The multiple regression and correlational data in Table 5 did not indicate increased vulnerability to socioenvironmental risk in the prenatally exposed group; the Multiple R’s for the regressions and correlation coefficients for the cumulative risk index were generally slightly higher in the non-exposed group. Since the coefficients of variation for the risk factors were similar for the two groups (Table 2), this difference in effect size cannot be attributed to restriction of range in the exposed group. By contrast, the data from the dose-response analyses indicate that the dampening of the effect of exposure to three or fewer risk factors in the non-exposed group was not found in the prenatally-exposed group. For most endpoints, each additional risk factor was associated with poorer cognitive performance and increased behavior problems in a linear fashion among the substance-exposed children. Moreover, for the one endpoint where a threshold was observed—Delinquent behavior—behavior problems increased at a lower threshold (≥3 risk factors) than among the non-exposed children. Another indication of increased vulnerability is the finding that cumulative risk was associated with increased Internalizing behavior problems only for the prenatally-exposed children. In addition, the data in Table 3 suggests that multiple risk factors are more likely to occur together in the families of the substance-exposed children. Although parental substance abuse, life stress, and maternal depression are moderately intercorrelated in both groups, for the prenatally-exposed children quality of parenting, the principal protective factor for Externalizing behavior problems, was also more correlated with SES, caregiver depression, and substance abuse, increasing the likelihood of the co-occurrence of multiple risks for the children in that group.

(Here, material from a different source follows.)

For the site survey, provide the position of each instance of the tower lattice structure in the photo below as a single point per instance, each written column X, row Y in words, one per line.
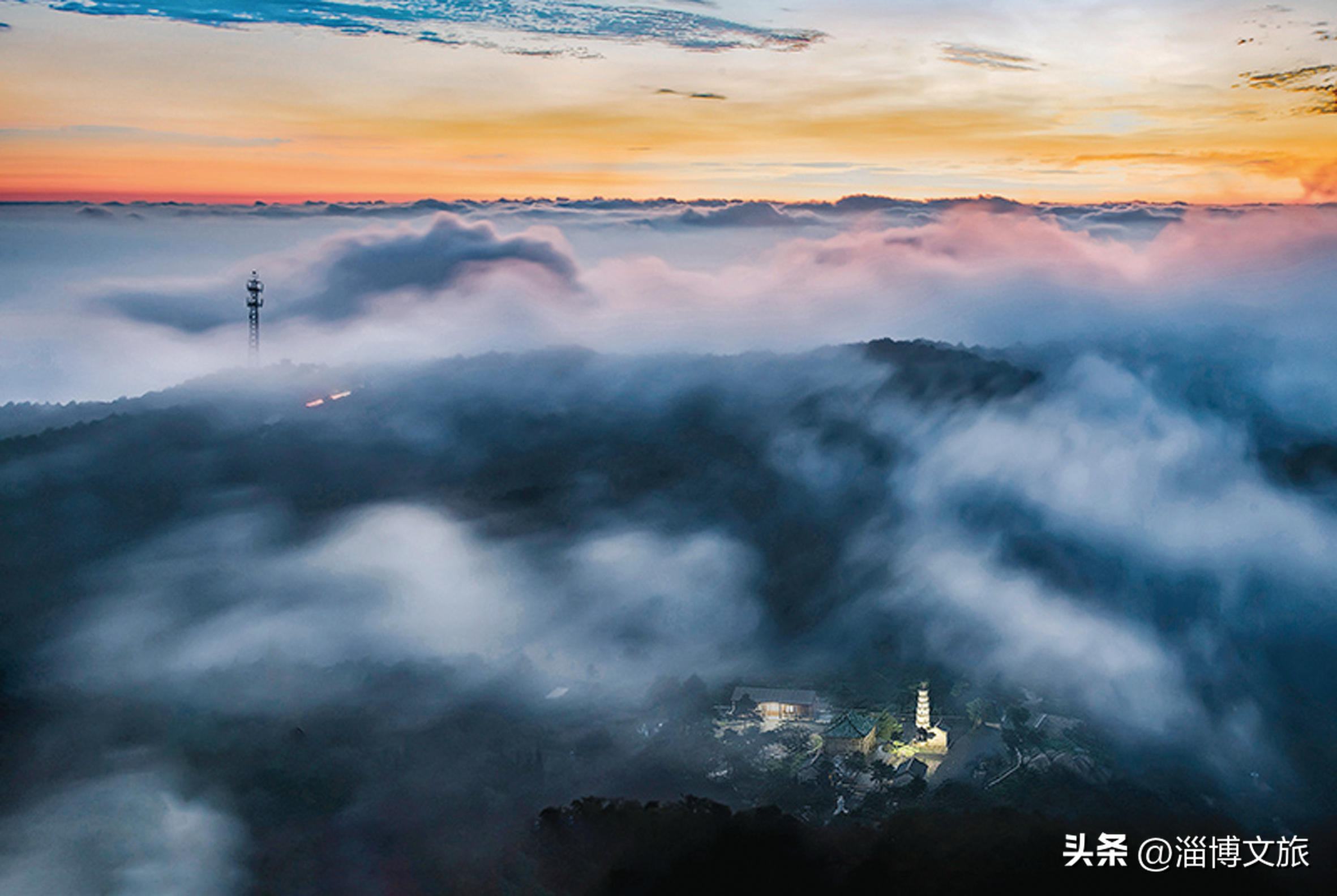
column 253, row 304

In interpreting the findings, certain limitations of the study should be noted. Because the focus of the study was on economically disadvantaged, inner-city, African American families, one must be cautious about generalizing from these findings to other populations, who may have greater access to community or other forms of social support. Since prenatal substance exposure is associated with prematurity and reduced birth weight, the exclusion of very low birth weight and severe preterm deliveries may have reduced the number of more severely affected children in the cohort. In addition, although moderating effects of gender on externalizing behaviors have been reported in children prenatally exposed to alcohol and cocaine (Nordstrom Bailey et al., 2005), we did not examine the interaction between gender and prenatal substance exposure in this study, because the cell sizes in such analyses would have been unduly small. Nordstorm Bailey et al.’s data also suggest that prenatal alcohol exposure may moderate prenatal cocaine effects on teacher-reported child externalizing behavior. We did not examine the effects of prenatal alcohol and cocaine exposure separately, however, in order to optimize cell sample sizes and because our hypothesis regarding fetal patterning focused on the impact of substance exposure generally on vulnerability to socioenvironmental risk.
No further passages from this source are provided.